The only way I know of to speed that operation up is to learn to sharpen your drill bits and countersinks and keep them sharp. That is much faster than using dull ones.
Other than that, also use a drill motor with some real power, not slow underpowered cordless type drills. Also, learn when you need to back the drill bit out to clear the cuttings.
A small 3/8" right angle corded drill motor is usually pretty comfortable for that type of operation. I am sure these new self-tapping screws are pretty good but I prefer the sureness of knowing I am not just forcing a screw into the material.
It is faster to hold the two parts together with a couple of staples... Then drill the screw holes with clearance, pilot and countersink machining all in one bit. Or use self tapping screws.
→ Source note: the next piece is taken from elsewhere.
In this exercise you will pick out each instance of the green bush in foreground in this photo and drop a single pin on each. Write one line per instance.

To the original questioner: We tried what you are asking with a Delta manual line borer. Used 5mm on the end panels. You need to change the bits to a 5mm panel drilling pointed bit. This will give you the ability to run through the mel without too much blowout. Worked great. I quickly upgraded to a ptp.
Have you looked into used construction borers? I know someone who bought a couple for 4k. One is set up for case/panel ends, the other case shelves... Uses 2 8mm bits and 2 5mm bits spaced at 64mm (? - not real sure) at right side and left side respectively, 4 dowels per box, 4 confirmats per box. The interval setup allows to leave everything in place and not move anything between walls and base pieces.
I am actually looking for used ones also. Although I have a ptp, it has gone down and man it is a mess when it does, and clients want their cabs.
I am looking to set up the const borers, the line borer (have it), and an old hinger that I can swivel head around for hinge hole plates placement. The above system is a low dollar backup.
I used the nail/pre-drill system for 10 years and hated every minute of it, but I have a suggestion that got me through - get the nib/auger pointed screws as listed and pre-drill with 1/8 bit no counter, nail the cases together with 1 1/2 nails and build in runs of four. Built 185 cases this way - the drawers were hell.
Another suggestion: we notch our cab backs in at 1", leaving a 3/4" offset for cleat. We pocket these in and sometimes just nail them in for bases. This really helps and takes some of the frustration out of squaring up the boxes.